Installing Dependencies on Ubuntu 18.04 LTS
Tebis requires CMake version >= 3.11.0. On Ubuntu, you need to add the following repository to get the latest stable version of CMake:
wget -O - https://apt.kitware.com/keys/kitware-archive-latest.asc 2>/dev/null | sudo apt-key add -
sudo apt-add-repository 'deb https://apt.kitware.com/ubuntu/ bionic main'
sudo apt update
Run the following command with superuser privileges:
sudo apt install libnuma-dev libibverbs-dev librdmacm-dev libzookeeper-mt-dev
For the build tools and compiler:
sudo apt install cmake build-essential
Installing Depedencies on Centos/RHEL 7
Tebis requires CMake version >= 3.11.0. On Centos/RHEL this is supplied from the EPEL repository and can be installed with:
sudo yum install cmake3 kernel-devel gcc-c++
Dependencies for Single Node Tebis
sudo yum install numactl-devel boost-devel
For RDMA:
sudo yum install libibverbs-devel librdmacm-devel
You also need to install ZooKeeper. Ready-made packages are available from Cloudera. 1. Add Cloudera's Centos 7 repository as described here 2. Install the Zookeeper C binding for clients:
yum install zookeeper-native
Build Configuration
Compilation is done using the clang compiler, provided by the clang package in most Linux distributions. To configure the build system of Tebis and build it run the commands:
mkdir build
cd build
cmake .. -DTEBIS_FORMAT=ON
make
On Centos/RHEL 7, replace the cmake command with the cmake3 command supplied
from the EPEL package of the same name.
In the case of the standalone tcp-server you need to allocate a file for Parallax via the command
fallocate -l <size in GB>G <file name>
Then, you need to initialize it with the kv_format tool of Parallax
<BUILD_FOLDER>_deps/parallax-build/lib/kv_format.parallax --device <file name> --max_regions_num <number of regions>
Finally, execute
<BUILD_FOLDER>/tcp_server/tcp-server -t <threads num> -b <IP address> -p <port number> -f <file name> -L0 <L0 size in MB> -GF <growth factor>
Build Configuration Parameters
The CMake scripts provided support two build configurations; "Release" and "Debug". The Debug configuration enables the "-g" option during compilation to allow debugging. The build configuration can be defined as a parameter to the cmake call as follows:
cmake3 .. -DCMAKE_BUILD_TYPE="Debug|Release"

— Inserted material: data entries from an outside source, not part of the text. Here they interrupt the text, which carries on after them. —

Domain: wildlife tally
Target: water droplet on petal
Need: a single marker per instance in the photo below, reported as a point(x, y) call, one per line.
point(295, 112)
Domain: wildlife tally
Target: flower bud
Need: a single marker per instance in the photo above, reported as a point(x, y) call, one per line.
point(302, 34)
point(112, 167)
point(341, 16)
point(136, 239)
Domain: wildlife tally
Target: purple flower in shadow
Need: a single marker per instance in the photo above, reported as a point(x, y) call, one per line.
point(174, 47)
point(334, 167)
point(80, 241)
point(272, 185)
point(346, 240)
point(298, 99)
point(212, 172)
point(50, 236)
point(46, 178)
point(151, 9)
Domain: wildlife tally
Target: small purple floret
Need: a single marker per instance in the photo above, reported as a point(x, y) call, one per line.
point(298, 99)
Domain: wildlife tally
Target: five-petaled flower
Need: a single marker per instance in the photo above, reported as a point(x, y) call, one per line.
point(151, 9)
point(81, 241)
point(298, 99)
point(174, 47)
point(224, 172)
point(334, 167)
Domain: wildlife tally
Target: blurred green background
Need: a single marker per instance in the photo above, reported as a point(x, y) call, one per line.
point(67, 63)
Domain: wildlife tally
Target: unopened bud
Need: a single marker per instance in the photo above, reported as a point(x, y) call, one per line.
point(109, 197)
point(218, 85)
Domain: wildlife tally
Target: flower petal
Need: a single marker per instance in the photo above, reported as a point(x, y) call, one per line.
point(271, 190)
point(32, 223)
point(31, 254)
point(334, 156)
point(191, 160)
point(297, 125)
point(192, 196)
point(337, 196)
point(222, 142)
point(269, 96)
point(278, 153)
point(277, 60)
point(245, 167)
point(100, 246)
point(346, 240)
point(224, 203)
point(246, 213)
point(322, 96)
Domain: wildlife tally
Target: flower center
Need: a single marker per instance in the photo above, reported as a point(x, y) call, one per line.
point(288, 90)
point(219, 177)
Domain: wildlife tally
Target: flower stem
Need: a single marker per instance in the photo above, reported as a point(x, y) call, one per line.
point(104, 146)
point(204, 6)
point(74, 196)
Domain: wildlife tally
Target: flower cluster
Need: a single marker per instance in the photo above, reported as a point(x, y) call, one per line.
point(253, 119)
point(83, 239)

The default build configuration is "Debug".
The "Release" build disables warnings and enables optimizations.
Build Targets
- build/tebisserver/libtebisclient.a - Client library for applications to interact with Tebis
- build/tebisserver/tebisserver - The executable of Tebis server
- build/YCSB-CXXX/ycsb-async-tebis - YCSB that uses Tebis as its storage
Static Analyzer
Install the clang static analyzer with the command:
sudo pip install scan-build
Before running the analyzer, make sure to delete any object files and executables from previous build by running in the root of the repository:
rm -r build
Then generate a report using:
scan-build --intercept-first make
The last line of the above command's output will mention the folder where the newly created report resides in. For example:
"scan-build: Run 'scan-view /tmp/scan-build-2018-09-05-16-21-31-978968-9HK0UO'
to examine bug reports."
To view the report you can run the above command, assuming you have a graphical environment or just copy the folder mentioned to a computer that does and open the index.html file in that folder.

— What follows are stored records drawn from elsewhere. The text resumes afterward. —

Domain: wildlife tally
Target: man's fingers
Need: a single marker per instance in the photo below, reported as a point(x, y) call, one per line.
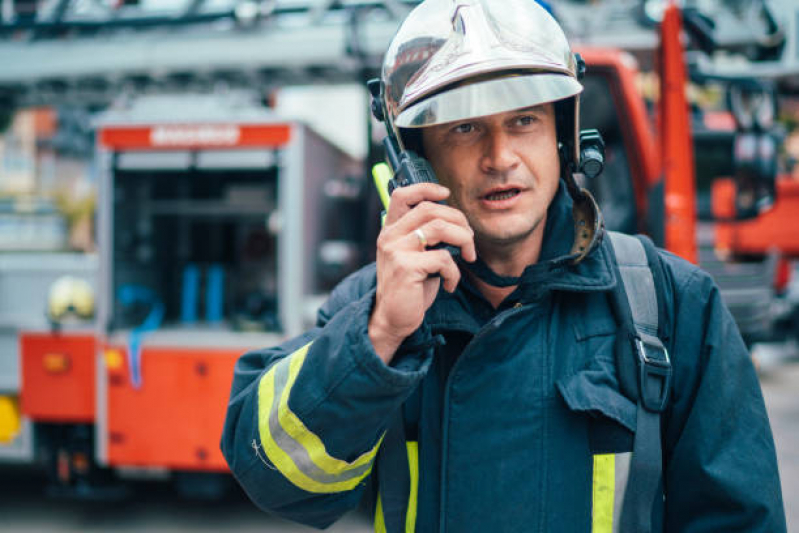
point(404, 199)
point(427, 211)
point(440, 231)
point(439, 262)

Pre commit hooks using pre-commit
To install pre-commit:
pip install pre-commit --user
pre-commit --version
2.2.0
If the above command does not print 2.2.0 you need to update python using:
sudo yum update python3
Then try upgrading pre-commit:
pip install -U pre-commit --user
To install pre-commit hooks:
cd tebis
pre-commit install
pre-commit install --hook-type commit-msg
If everything worked as it should then the following message should be printed: pre-commit installed at .git/hooks/pre-commit
If you want to run a specific hook with a specific file run:
pre-commit run hook-id --files filename
pre-commit run cmake-format --files CMakeLists.txt
Running Tebis
Tebis uses RDMA for all network communication, which requires support from the network interface to run. A software implementation (soft-RoCE) exists and can run on all network interfaces.
Enabling soft-RoCE
soft-RoCE is part of the mainline Linux kernel versions since version 4.9
through the rdma_rxe kernel module. To enable it for a network adapter the
following steps are required:
1. Install dependencies
The ibverbs-utils and rdma-core packages are required to enable soft-RoCE.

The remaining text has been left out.